Much work in neural architecture search (NAS) is extremely compute hungry — so compute hungry that it hurts progress and scientific rigor in the community. When individual experiments require 800 GPUs for weeks nobody in academia can meaningfully join the community, and even in companies with huge compute resources nobody thinks of repeating their experiments many times in order to assess stability and statistical significance of results. Combine this with proprietary code bases and the whole thing looks pretty gloomy in terms of building an inclusive, open-minded yet rigorous scientific community.

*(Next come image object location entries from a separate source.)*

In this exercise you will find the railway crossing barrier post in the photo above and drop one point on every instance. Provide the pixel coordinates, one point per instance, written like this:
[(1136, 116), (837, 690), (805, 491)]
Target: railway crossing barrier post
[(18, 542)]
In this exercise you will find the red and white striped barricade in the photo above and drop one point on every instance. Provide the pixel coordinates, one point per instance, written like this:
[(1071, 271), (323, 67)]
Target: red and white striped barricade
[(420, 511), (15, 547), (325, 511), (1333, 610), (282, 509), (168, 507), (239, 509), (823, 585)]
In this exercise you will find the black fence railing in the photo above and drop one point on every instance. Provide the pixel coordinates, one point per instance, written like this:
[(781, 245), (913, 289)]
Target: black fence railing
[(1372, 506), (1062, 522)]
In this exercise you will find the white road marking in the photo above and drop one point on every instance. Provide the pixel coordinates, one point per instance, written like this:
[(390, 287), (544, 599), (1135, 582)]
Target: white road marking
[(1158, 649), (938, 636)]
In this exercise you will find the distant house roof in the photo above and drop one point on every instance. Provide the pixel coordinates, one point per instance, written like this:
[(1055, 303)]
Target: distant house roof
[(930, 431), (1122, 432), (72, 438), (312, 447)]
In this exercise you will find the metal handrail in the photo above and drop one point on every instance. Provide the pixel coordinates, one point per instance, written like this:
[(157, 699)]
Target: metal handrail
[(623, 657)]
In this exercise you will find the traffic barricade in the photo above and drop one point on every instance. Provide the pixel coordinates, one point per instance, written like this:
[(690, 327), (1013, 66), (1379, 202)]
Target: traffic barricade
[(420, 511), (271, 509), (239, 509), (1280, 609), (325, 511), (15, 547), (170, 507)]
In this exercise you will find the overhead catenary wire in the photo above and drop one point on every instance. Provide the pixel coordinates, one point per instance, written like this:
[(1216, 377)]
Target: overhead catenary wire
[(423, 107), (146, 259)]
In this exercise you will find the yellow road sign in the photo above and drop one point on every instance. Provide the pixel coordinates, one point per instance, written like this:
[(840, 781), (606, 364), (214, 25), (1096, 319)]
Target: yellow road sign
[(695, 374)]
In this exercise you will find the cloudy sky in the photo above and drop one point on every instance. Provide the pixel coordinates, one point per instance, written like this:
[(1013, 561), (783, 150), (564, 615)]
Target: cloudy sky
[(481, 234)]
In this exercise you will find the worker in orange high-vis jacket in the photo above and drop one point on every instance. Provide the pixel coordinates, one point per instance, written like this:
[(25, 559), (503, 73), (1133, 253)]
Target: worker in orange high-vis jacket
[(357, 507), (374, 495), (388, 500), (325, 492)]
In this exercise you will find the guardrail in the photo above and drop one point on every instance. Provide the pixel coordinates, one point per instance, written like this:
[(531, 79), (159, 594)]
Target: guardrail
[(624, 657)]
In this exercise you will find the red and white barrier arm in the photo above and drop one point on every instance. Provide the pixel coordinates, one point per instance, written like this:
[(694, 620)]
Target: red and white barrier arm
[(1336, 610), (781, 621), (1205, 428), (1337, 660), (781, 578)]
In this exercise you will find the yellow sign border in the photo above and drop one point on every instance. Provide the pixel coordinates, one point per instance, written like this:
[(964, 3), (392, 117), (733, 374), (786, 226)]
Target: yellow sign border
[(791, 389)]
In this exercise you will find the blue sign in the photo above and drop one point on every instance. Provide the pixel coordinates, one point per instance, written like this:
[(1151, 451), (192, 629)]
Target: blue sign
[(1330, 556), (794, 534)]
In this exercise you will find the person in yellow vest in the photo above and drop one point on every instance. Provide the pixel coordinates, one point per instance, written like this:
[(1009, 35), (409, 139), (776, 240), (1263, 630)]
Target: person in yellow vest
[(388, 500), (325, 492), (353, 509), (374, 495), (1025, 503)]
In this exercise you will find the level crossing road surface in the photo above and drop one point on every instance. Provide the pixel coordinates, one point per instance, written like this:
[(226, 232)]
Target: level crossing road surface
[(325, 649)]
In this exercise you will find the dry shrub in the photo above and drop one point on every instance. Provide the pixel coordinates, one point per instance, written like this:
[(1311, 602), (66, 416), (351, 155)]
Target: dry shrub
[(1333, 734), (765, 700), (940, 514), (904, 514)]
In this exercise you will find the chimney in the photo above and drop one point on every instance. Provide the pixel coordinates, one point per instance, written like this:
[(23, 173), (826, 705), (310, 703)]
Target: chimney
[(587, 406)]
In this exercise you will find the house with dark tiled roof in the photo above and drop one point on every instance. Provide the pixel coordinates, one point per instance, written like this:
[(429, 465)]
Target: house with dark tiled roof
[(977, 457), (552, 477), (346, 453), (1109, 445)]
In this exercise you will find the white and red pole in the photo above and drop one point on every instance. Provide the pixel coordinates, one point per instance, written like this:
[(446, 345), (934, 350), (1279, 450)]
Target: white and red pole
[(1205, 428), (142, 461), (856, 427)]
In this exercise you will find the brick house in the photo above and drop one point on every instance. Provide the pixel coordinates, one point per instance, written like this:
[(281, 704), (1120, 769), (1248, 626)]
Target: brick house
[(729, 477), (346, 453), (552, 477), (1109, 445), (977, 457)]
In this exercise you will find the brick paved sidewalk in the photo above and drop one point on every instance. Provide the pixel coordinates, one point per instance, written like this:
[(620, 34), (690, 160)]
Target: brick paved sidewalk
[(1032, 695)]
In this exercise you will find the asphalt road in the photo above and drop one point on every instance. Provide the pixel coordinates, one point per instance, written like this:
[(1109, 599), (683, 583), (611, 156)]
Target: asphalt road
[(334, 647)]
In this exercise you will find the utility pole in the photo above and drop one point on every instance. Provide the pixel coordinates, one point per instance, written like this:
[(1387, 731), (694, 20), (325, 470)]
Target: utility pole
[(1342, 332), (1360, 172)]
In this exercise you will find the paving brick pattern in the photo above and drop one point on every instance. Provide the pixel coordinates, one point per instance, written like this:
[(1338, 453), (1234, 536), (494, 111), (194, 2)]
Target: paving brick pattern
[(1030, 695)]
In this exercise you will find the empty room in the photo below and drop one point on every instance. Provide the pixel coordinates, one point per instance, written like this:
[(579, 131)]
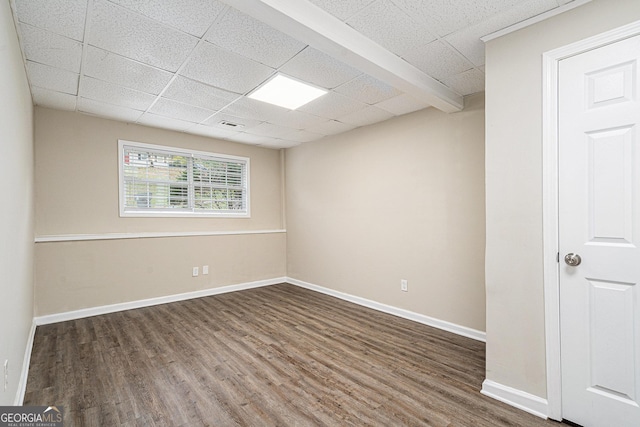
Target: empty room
[(319, 212)]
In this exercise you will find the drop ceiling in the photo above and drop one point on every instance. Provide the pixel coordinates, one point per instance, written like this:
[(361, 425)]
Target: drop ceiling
[(188, 65)]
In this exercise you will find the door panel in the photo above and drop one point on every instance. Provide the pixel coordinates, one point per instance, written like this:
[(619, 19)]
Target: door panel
[(599, 209)]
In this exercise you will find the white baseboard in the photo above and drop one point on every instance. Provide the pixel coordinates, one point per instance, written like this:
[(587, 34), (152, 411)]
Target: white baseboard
[(95, 311), (24, 372), (406, 314), (517, 398)]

To address this systemic problem, my lab teamed up with Google Brain to use their large-scale resources to create a NAS benchmark that makes future research on NAS dramatically cheaper, more reproducible, and more scientific. How? By evaluating a small cell search space exhaustively and saving the results to a table. The result, our NAS-Bench-101 benchmark, allows anyone to benchmark their own NAS algorithm on a laptop, in seconds: whenever that algorithm queries the performance of a cell, instead of training a neural network with that cell for hours on a GPU, we simply take a second to look up the result. Indeed, we evaluated 423k different architectures, with 3 repetitions each — and even with 4 different epoch budgets each in order to be able to benchmark multi-fidelity optimizers, such as Hyperband and BOHB. Of course, we made all of this data publicly available, and importantly, all the exact code for training the networks used for this data is also open-source.
Figure 1: Evaluation of NAS & HPO algorithms on NAS-Bench-101. Note that on the right, reinforcement learning (RL) improves over random search (RS) and Hyperband (HB), but regularized evolution (RE) and the Bayesian optimization algorithms SMAC and BOHB perform better yet.